Here’s the brand of star UConn has been attracting. Stewart said her freshman year she had one goal. A national championship? Nope. Four of them.
“I knew it was going to be a statement that wasn’t going to be forgotten, that’s for sure,” she said Tuesday night. “Especially when you see everybody’s eyes look up in the press conference. But I’m glad I said it. Why not set your goals high? I did, and now I’ve reached them.”
Tip 3. Notice how ideal the location was Tuesday for the perfect coach with the perfect team to go passing Wooden’s 10 UCLA national championships. In Indiana, Wooden-land.
Auriemma won his 11th championship 30 miles from the village of Hall, where John Wooden was born ...

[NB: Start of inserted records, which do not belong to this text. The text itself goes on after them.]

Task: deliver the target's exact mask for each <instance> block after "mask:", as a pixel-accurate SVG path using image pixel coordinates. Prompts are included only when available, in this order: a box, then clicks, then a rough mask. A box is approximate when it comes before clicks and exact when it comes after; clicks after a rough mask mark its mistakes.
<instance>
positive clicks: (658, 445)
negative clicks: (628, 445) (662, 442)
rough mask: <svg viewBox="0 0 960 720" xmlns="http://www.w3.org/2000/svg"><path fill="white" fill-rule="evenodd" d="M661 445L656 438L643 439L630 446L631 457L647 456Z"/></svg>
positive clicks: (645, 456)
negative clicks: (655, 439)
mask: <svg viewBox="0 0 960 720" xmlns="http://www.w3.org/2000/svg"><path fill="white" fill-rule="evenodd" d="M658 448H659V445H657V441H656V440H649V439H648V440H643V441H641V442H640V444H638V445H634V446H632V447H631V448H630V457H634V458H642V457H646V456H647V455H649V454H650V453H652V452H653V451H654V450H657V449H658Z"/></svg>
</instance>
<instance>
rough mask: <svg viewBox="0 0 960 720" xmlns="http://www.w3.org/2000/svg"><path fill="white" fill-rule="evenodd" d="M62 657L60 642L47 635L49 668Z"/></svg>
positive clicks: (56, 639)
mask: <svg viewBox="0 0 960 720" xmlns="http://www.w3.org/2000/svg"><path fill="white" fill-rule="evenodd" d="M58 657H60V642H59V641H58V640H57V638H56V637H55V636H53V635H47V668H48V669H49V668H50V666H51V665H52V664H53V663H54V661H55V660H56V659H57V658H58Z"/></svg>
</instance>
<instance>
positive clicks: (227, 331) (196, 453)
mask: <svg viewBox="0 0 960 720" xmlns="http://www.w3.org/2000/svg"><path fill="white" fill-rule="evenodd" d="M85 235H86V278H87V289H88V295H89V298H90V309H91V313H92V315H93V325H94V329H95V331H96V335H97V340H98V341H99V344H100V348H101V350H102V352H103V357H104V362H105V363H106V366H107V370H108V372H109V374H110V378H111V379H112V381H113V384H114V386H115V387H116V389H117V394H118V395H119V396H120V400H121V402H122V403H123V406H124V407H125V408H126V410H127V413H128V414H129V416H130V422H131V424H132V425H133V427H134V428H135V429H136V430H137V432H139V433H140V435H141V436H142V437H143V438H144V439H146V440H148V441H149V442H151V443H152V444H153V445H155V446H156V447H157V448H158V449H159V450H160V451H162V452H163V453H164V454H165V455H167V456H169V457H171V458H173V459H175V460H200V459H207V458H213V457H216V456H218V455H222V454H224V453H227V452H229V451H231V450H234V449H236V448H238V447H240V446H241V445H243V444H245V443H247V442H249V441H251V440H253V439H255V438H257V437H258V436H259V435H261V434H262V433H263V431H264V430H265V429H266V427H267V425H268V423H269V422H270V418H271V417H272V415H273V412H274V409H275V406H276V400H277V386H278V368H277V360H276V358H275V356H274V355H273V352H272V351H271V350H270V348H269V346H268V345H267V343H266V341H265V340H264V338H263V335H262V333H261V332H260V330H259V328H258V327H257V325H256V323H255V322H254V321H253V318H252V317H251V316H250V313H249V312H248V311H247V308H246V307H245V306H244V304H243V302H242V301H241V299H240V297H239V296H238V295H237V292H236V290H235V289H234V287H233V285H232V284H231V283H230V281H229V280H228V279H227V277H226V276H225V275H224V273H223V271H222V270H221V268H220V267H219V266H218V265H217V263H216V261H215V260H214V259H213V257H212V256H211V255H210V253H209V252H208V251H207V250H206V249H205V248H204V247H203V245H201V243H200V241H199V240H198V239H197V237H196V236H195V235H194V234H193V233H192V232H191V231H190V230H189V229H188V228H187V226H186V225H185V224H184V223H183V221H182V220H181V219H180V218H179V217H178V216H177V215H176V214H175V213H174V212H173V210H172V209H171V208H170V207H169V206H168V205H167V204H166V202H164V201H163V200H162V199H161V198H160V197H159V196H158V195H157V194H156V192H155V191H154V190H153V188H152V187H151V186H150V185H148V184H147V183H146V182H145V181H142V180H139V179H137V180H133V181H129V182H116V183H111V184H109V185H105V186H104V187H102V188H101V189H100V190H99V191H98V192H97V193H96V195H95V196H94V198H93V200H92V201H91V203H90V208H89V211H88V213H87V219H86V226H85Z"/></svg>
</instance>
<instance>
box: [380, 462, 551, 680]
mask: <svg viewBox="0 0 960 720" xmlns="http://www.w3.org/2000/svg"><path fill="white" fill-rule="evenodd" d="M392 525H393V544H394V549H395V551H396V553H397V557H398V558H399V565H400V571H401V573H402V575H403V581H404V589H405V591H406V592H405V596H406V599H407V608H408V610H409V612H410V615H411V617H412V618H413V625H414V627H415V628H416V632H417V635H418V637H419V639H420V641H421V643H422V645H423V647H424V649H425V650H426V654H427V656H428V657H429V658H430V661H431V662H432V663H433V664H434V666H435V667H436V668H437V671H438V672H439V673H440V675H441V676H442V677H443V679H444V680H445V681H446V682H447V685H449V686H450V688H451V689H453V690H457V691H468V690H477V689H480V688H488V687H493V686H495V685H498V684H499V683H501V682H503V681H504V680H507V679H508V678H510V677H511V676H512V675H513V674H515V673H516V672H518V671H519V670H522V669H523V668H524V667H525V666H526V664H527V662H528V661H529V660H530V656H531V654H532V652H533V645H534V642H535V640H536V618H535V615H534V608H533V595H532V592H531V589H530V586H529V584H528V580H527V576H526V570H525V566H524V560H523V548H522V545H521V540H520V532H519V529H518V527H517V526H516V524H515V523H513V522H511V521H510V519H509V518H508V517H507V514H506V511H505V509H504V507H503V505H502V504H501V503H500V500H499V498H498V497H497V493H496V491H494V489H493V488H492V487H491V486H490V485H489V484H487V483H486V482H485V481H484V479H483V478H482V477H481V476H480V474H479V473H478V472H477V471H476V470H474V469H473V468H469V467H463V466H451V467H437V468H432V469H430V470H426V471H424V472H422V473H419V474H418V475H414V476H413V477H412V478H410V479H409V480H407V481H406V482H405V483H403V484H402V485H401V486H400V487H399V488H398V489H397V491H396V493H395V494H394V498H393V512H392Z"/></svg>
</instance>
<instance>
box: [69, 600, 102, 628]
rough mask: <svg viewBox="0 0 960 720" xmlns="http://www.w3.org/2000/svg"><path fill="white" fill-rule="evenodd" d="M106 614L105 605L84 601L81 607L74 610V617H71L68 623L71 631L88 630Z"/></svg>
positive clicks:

And 34 miles from Martinsville, where John Wooden went to high school ...
And 68 miles from Purdue, where John Wooden went to college ...

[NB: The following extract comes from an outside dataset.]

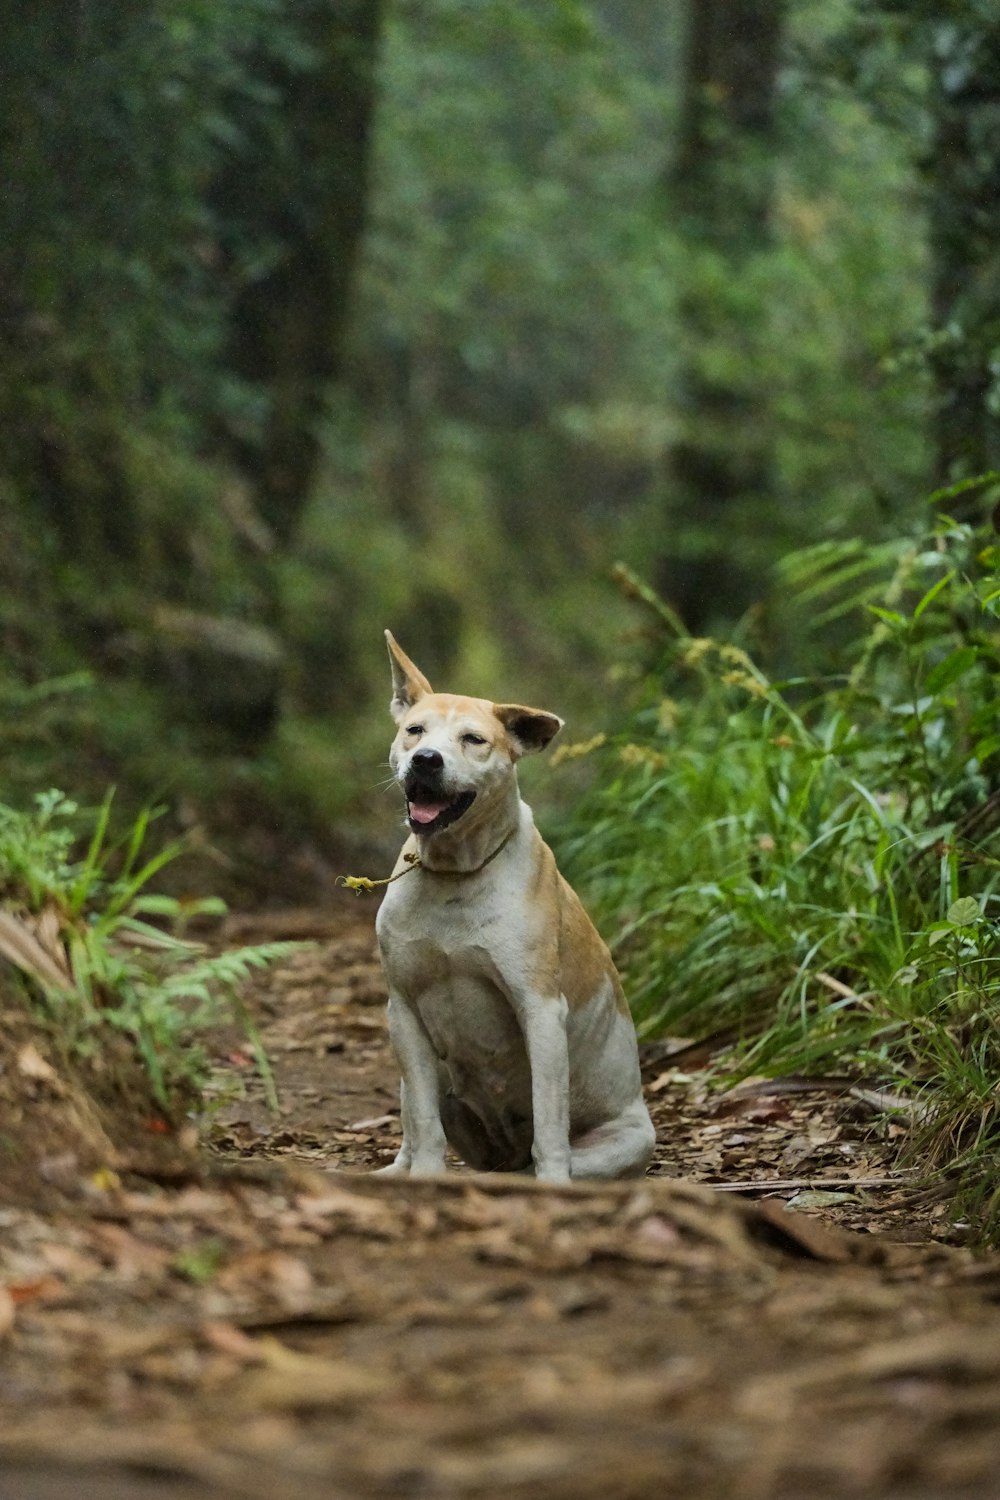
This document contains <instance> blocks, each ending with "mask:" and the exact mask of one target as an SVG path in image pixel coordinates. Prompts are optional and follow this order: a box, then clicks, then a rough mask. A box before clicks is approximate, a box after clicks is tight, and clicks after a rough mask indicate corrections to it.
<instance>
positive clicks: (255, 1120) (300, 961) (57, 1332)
mask: <svg viewBox="0 0 1000 1500" xmlns="http://www.w3.org/2000/svg"><path fill="white" fill-rule="evenodd" d="M370 918H372V913H370V909H366V907H360V906H354V904H345V906H343V907H339V909H337V910H336V912H334V916H333V918H331V916H330V915H328V913H327V915H325V916H324V915H316V913H292V915H285V916H282V918H274V919H267V921H264V919H261V918H256V919H252V921H250V919H247V921H246V922H243V924H241V930H238V932H237V930H235V929H237V926H238V924H234V926H232V933H231V935H232V936H234V938H240V941H246V939H247V938H250V936H253V938H256V936H264V935H267V936H303V938H313V939H318V942H316V947H315V948H310V950H304V951H301V953H298V954H295V956H294V957H292V959H291V960H289V962H288V963H285V965H283V968H282V969H277V971H273V972H271V974H270V975H267V977H265V978H264V980H262V981H261V983H259V986H258V990H256V995H255V996H253V1004H255V1008H256V1011H258V1016H259V1020H261V1026H262V1031H264V1037H265V1041H267V1046H268V1050H270V1055H271V1058H273V1062H274V1068H276V1076H277V1083H279V1089H280V1098H282V1113H280V1116H279V1118H277V1119H274V1118H271V1116H270V1115H268V1112H267V1110H265V1107H264V1103H262V1098H261V1091H259V1086H258V1085H256V1083H255V1082H253V1080H252V1077H250V1071H249V1068H247V1058H246V1053H244V1050H243V1049H241V1046H240V1043H238V1040H235V1038H223V1040H220V1061H225V1064H226V1068H228V1080H229V1082H228V1085H226V1088H228V1091H229V1094H232V1091H237V1094H240V1095H241V1097H229V1098H228V1100H225V1101H223V1100H222V1097H220V1103H219V1107H217V1115H216V1124H214V1128H213V1139H214V1154H216V1170H213V1172H207V1173H205V1175H204V1176H202V1178H201V1179H199V1181H190V1179H187V1181H180V1182H172V1184H162V1185H159V1187H156V1185H151V1184H148V1182H135V1184H123V1185H117V1184H114V1182H99V1184H91V1185H90V1190H88V1191H87V1194H84V1196H82V1197H81V1199H79V1200H78V1203H75V1205H73V1203H70V1205H69V1206H67V1208H66V1209H60V1211H58V1212H51V1214H46V1215H42V1214H37V1212H31V1211H27V1209H13V1208H0V1287H6V1293H0V1496H1V1497H3V1500H69V1497H72V1500H90V1497H93V1500H147V1497H148V1500H151V1497H157V1500H225V1497H234V1500H235V1497H240V1500H285V1497H291V1496H294V1497H295V1500H313V1497H316V1500H319V1497H322V1500H340V1497H343V1500H352V1497H360V1496H372V1497H390V1496H391V1497H400V1496H412V1497H442V1500H451V1497H465V1496H475V1497H481V1500H501V1497H502V1500H508V1497H522V1496H523V1497H525V1500H526V1497H531V1500H589V1497H594V1500H597V1497H600V1500H645V1497H658V1496H664V1494H685V1496H697V1497H699V1500H715V1497H718V1500H723V1497H726V1500H798V1497H799V1496H801V1497H805V1496H810V1497H820V1500H823V1497H840V1496H853V1497H871V1500H904V1497H906V1500H940V1497H946V1496H948V1497H951V1496H955V1497H958V1496H969V1497H973V1496H975V1497H979V1500H996V1496H997V1494H1000V1305H999V1301H1000V1262H996V1260H993V1262H990V1260H987V1262H976V1260H975V1259H973V1257H972V1256H969V1254H967V1253H966V1251H961V1250H955V1248H948V1247H942V1245H934V1244H933V1242H931V1244H928V1235H931V1233H933V1232H934V1230H936V1226H939V1224H940V1212H939V1208H940V1206H934V1205H931V1206H915V1203H913V1200H912V1197H909V1196H907V1188H906V1184H904V1182H901V1181H900V1179H898V1178H897V1176H895V1175H894V1173H892V1172H891V1170H888V1167H886V1160H888V1151H886V1146H888V1143H886V1142H885V1140H882V1139H880V1137H879V1130H885V1127H879V1130H873V1116H871V1113H867V1110H870V1103H871V1101H868V1103H865V1101H864V1100H858V1098H853V1097H850V1095H846V1094H844V1092H843V1091H841V1094H840V1095H837V1094H831V1091H829V1089H828V1091H817V1089H816V1088H814V1086H811V1085H810V1083H808V1080H805V1082H801V1083H799V1086H798V1089H786V1091H784V1092H775V1091H768V1089H766V1088H762V1086H756V1088H754V1086H751V1088H747V1089H744V1091H742V1092H738V1094H735V1095H730V1097H729V1098H727V1100H724V1101H723V1104H721V1106H718V1104H712V1106H709V1103H708V1100H706V1098H705V1091H703V1085H702V1082H700V1073H699V1056H697V1053H693V1052H690V1050H688V1052H676V1050H675V1053H673V1055H669V1050H667V1049H664V1047H657V1049H651V1050H649V1052H648V1056H646V1064H648V1088H649V1098H651V1103H652V1106H654V1110H655V1115H657V1124H658V1128H660V1134H661V1148H660V1154H658V1160H657V1166H655V1172H654V1176H651V1178H649V1179H648V1181H646V1182H642V1184H631V1185H610V1187H603V1185H573V1187H568V1188H564V1190H553V1188H543V1187H538V1185H535V1184H534V1182H531V1181H522V1179H489V1178H477V1176H472V1175H468V1173H454V1175H453V1176H450V1178H448V1181H447V1182H424V1184H418V1182H412V1184H406V1182H397V1181H385V1179H381V1181H379V1179H372V1178H370V1176H364V1175H363V1173H366V1172H369V1170H370V1167H373V1166H378V1164H381V1163H384V1161H385V1160H388V1158H390V1157H391V1154H393V1151H394V1143H396V1140H397V1134H399V1116H397V1107H396V1106H397V1100H396V1074H394V1068H393V1065H391V1061H390V1058H388V1052H387V1040H385V1025H384V1014H382V1008H384V993H382V987H381V980H379V975H378V968H376V965H375V959H373V939H372V919H370ZM678 1172H684V1173H685V1175H687V1176H685V1181H678V1179H676V1173H678ZM693 1176H696V1178H697V1176H700V1178H705V1179H714V1181H717V1182H724V1181H726V1179H729V1182H736V1181H744V1182H747V1181H754V1182H759V1184H766V1182H784V1184H799V1187H784V1188H781V1190H777V1193H775V1190H771V1196H768V1193H766V1191H765V1188H759V1190H757V1191H756V1194H754V1196H753V1199H750V1197H744V1196H741V1194H732V1193H730V1194H723V1193H717V1191H714V1190H712V1188H708V1187H703V1185H699V1184H693V1182H690V1181H687V1178H693ZM778 1194H780V1196H781V1197H784V1199H786V1200H789V1199H790V1200H795V1202H796V1203H798V1208H801V1209H802V1211H804V1212H799V1214H784V1211H783V1208H781V1206H780V1203H778V1202H777V1200H775V1199H777V1196H778ZM817 1194H819V1197H817ZM844 1226H849V1229H847V1230H846V1229H844Z"/></svg>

And 76 miles from Terre Haute, where John Wooden had his first head coaching job.
It has been a subject he has not seemed entirely comfortable discussing, whether it be because of Wooden’s aura, or that this might be apples and oranges with a men’s coach and a women’s coach, or that his focus is elsewhere, on his players’ quest.

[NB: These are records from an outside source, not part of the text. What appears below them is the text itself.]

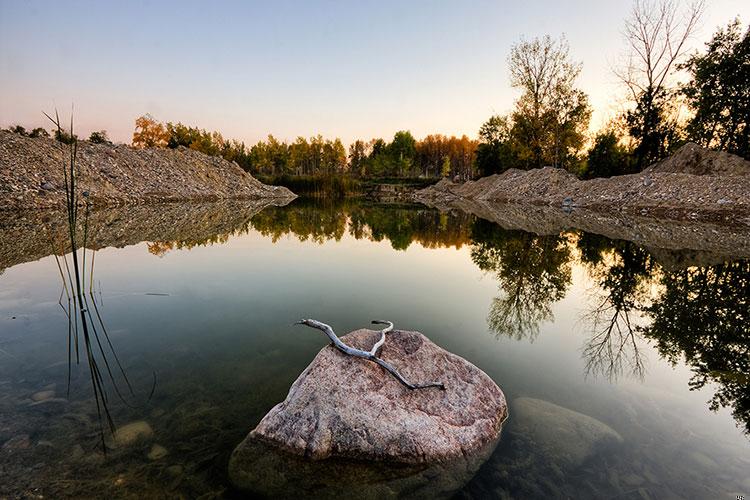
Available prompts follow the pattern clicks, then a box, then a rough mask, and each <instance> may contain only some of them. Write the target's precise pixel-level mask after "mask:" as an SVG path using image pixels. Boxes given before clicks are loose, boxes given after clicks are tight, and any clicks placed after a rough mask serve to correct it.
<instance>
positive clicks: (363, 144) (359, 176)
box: [349, 139, 368, 177]
mask: <svg viewBox="0 0 750 500" xmlns="http://www.w3.org/2000/svg"><path fill="white" fill-rule="evenodd" d="M367 150H368V145H367V144H366V143H365V141H362V140H359V139H358V140H356V141H354V142H353V143H352V144H351V145H349V171H350V172H351V173H352V175H355V176H359V177H362V176H364V175H365V171H366V168H367V153H368V151H367Z"/></svg>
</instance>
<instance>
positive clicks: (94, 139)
mask: <svg viewBox="0 0 750 500" xmlns="http://www.w3.org/2000/svg"><path fill="white" fill-rule="evenodd" d="M89 142H93V143H94V144H112V141H110V140H109V137H107V131H106V130H99V131H96V132H91V135H90V136H89Z"/></svg>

“I’ve tried to keep it more in what are they thinking, what are they feeling, what’s going through their minds. I’m not really internalizing myself,” he said. “Maybe that will come later. I wish I could be in their heads to know what they’re thinking.”
That is why he barked at his Huskies during a timeout Tuesday, when they backed off and let Syracuse make a run, “You can’t stumble into the history books.”
And he was more interested in the dozens of former players who came back Tuesday to watch No. 11, rather than any Wooden ghost in air.
“What those 11 national championships mean to me is how many great players I’ve had the opportunity to coach and how many great people have come through our program,” he said to the audience in the post-game awards ceremony. “It doesn’t matter whose name I’m over, whose name I’m under, whose name I’m next to, as long as I have those names and those players in my memory, I’m good.”
Connecticut has allowed one opponent to shoot 50 percent ... in 443 games.
The Huskies are 122-1 their last 123 contests.
They are 84-7 in the NCAA tournament in this century and none of the wins have been by single digits. Average winning margin in the four tournaments: 33.3. Not even Lew Alcindor could say that his three years at UCLA, where he was so dominant they outlawed the dunk trying to slow him down.
In this past tournament, their opponents averaged 50.3 points for the game. Connecticut averaged 51.7 for the first half.
Tip 5. In this tournament, the Notre Dames and Baylors and Marylands and Tennessees and Stanfords went down like bowling pins. One could claim growing parity in the game.
And then you look at Connecticut. In the end, all that was left to stop the Huskies was Syracuse—hoping to be part Rocky, part Miracle on Ice.
The Orange were neither. The gap between No. 1 and everybody else looks like the Pacific Ocean. But this isn’t the first sport to have that happen. UConn hasn't had a play written about it -- Damn Huskies. At least not yet.
So they have ransacked the history book to a spectacular degree. But what happens now? Stewart, Morgan Tuck and Moriah Jefferson are the core, and the core will be gone, with fourpeat mission accomplished.
“The rest of the players coming back are in for a rude awakening,” Auriemma said. “It’ll be one of the more difficult adjustments we’ve had in the time that I’ve been there. That’s OK. I’m looking forward to it. There’s a lot of new stories to be written.”
More stock might be put on something Stewart said.
“I don’t think UConn ever has a rebuilding year. I don’t think we rebuild, we just reload.”
There are 11 trophies now to prove her point. And a relentless march through time that must be appreciated, no matter how lopsided many of the games.